The deferral for the PHP1 Billion capital requirement for insurance companies to 2020 makes the Philippines weaker compared to their ASEAN counterparts. Making a concession to local companies while satisfying their demands does not sit well with making the industry well capitalised to meet customer needs.
Extension OK’d for insurers
Department Order (DO) 15-2012, issued during the weekend, mandates all existing life and non-life insurance firms to raise their minimum paid-up capital to P250 million this year, P400 million in 2014, P600 million in 2016, P800 million in 2018 and P1 billion in 2020.
Reinsurers — firms that provide insurance for insurance companies — have a higher capital requirement of P2 billion by 2020. Microinsurance companies, meanwhile, must have P500 million by the same date.
No new company will be allowed to operate without following the capitalization schedule, the order states.
“The imposition of a higher minimum paid-up capital… shall ensure sufficient protection to the insuring public and further strengthen the integrity of the insurance industry,” it adds.
The Finance department initially wanted to set a 2016 deadline for the P1-billion capitalization requirement. This was met with fierce opposition from insurers who wanted a longer period to build up their paid-up capital.

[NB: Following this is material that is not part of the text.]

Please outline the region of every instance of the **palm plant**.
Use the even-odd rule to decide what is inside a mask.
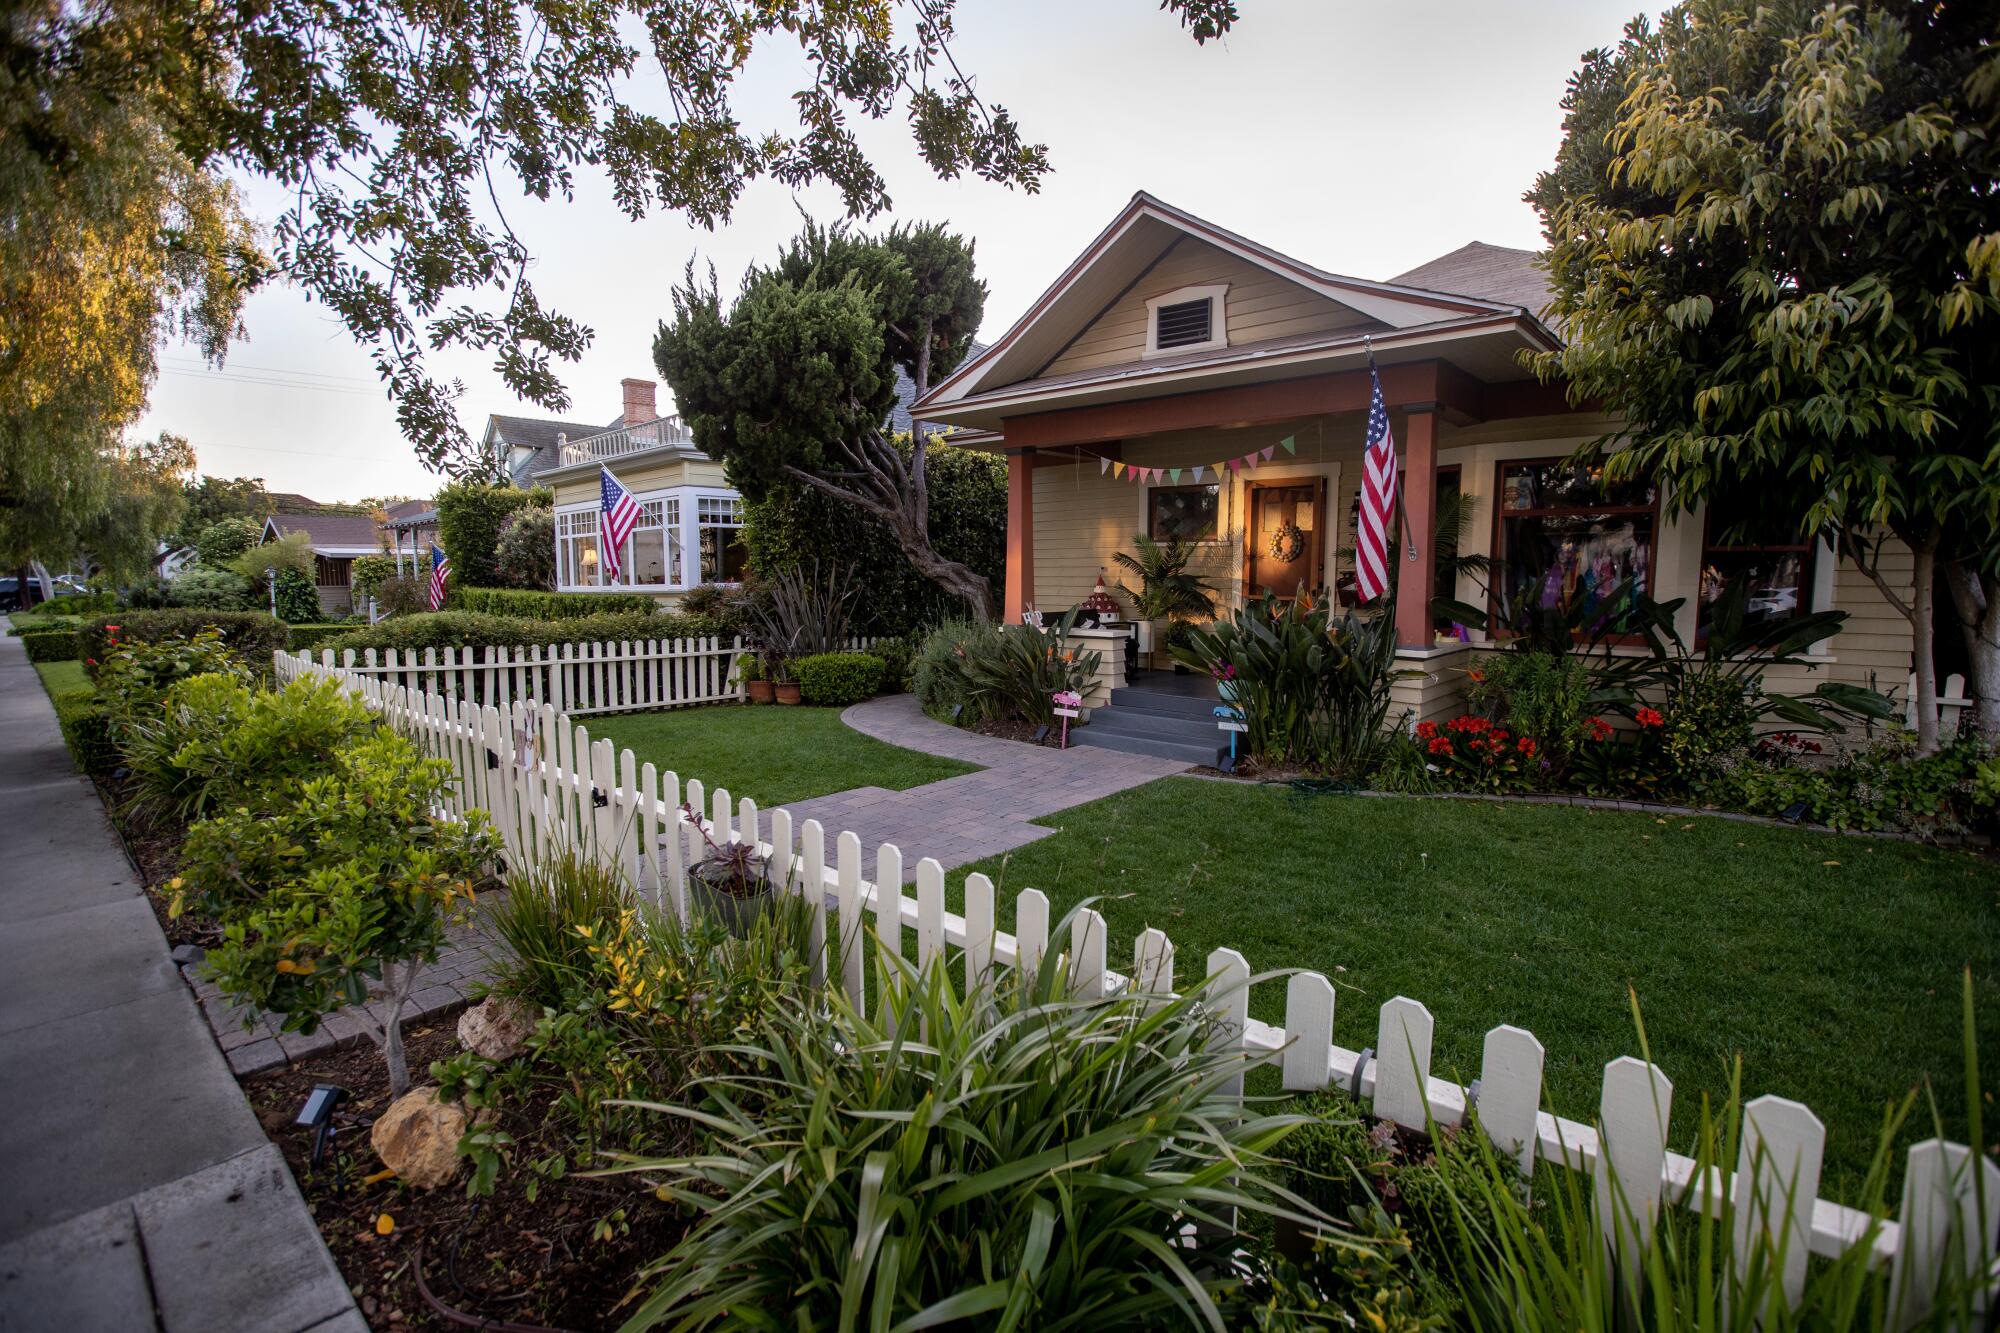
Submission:
[[[1134,590],[1121,583],[1118,591],[1132,599],[1133,613],[1141,620],[1205,620],[1215,614],[1215,586],[1199,574],[1190,574],[1194,543],[1175,538],[1155,541],[1143,532],[1132,534],[1131,551],[1119,551],[1111,558],[1139,580]]]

Insurance companies were only mandated to have a capitalization of P175 million last year and the P1 billion represented a sharp jump that not many firms would be able to make, they claimed.
The Finance department later offered to move the deadline to 2018 but further consultations finally pushed it to 2020.
Some quarters of the country’s insurance industry are still expected to face an uphill climb. As of last month, eight out of 34 life insurers and 32 out of 86 non-life insurers failed to meet last year’s P175-million requirement.
In order to provide some leeway, DO 15-2012 offered ways to defer the capitalization increases.
Insurers that can raise their risk-based capital (RBC) to 150% will be able to postpone their compliance by two years, the issuance states. However, this option may be exercised only once.
Under the RBC system, the capital requirements of insurers are computed based on the amount of risk they take on.
Insurance companies that choose to merge in order to consolidate capital will also enjoy a deferment as long as their combined capital meets the current requirement.
“Hence, all existing insurance and professional reinsurance companies should have reached the capitalization requirements of P1 billion and P2 billion by 2022, at the latest,” the order states.
Industry reactions to the new insurance capitalization schedule was mixed.
Pru Life UK President and CEO Antonio G. de Rosas even called for more stringent requirements.
“I support this [schedule], but personally I would have stuck to the original schedule which required the P1 billion by 2014,” Mr. de Rosas said in a text message yesterday.
The top life insurance companies — representing almost 80% of the industry — are already “way ahead of the schedule,” he claimed.
Insular Life President Mayo B. Ongsingco agreed, pointing out that his company was already capitalized with P10 billion as of last year.
Mr. Ongsingco called DO 15-2012 a “compromise,” enabling regulators to set capitalization goals while also allowing insurers time to comply.
The opposite reaction came from the non-life industry.
Non-life industry group Philippine Insurers and Reinsurers Association (PIRA) rejected the department order, saying the capitalization hikes were “unnecessary.”
“This will only force perfectly viable companies to close down. The medium and big companies will survive but the smaller ones will disappear,” PIRA spokesperson Michael F. Rellosa said in a telephone interview.
He called on the government to implement the RBC system instead.
“Not all companies have the same risk appetite. If a small company only takes on a small amount of risk, why are they required to build up P1 billion in paid-up capital?” Mr. Rellosa pointed out.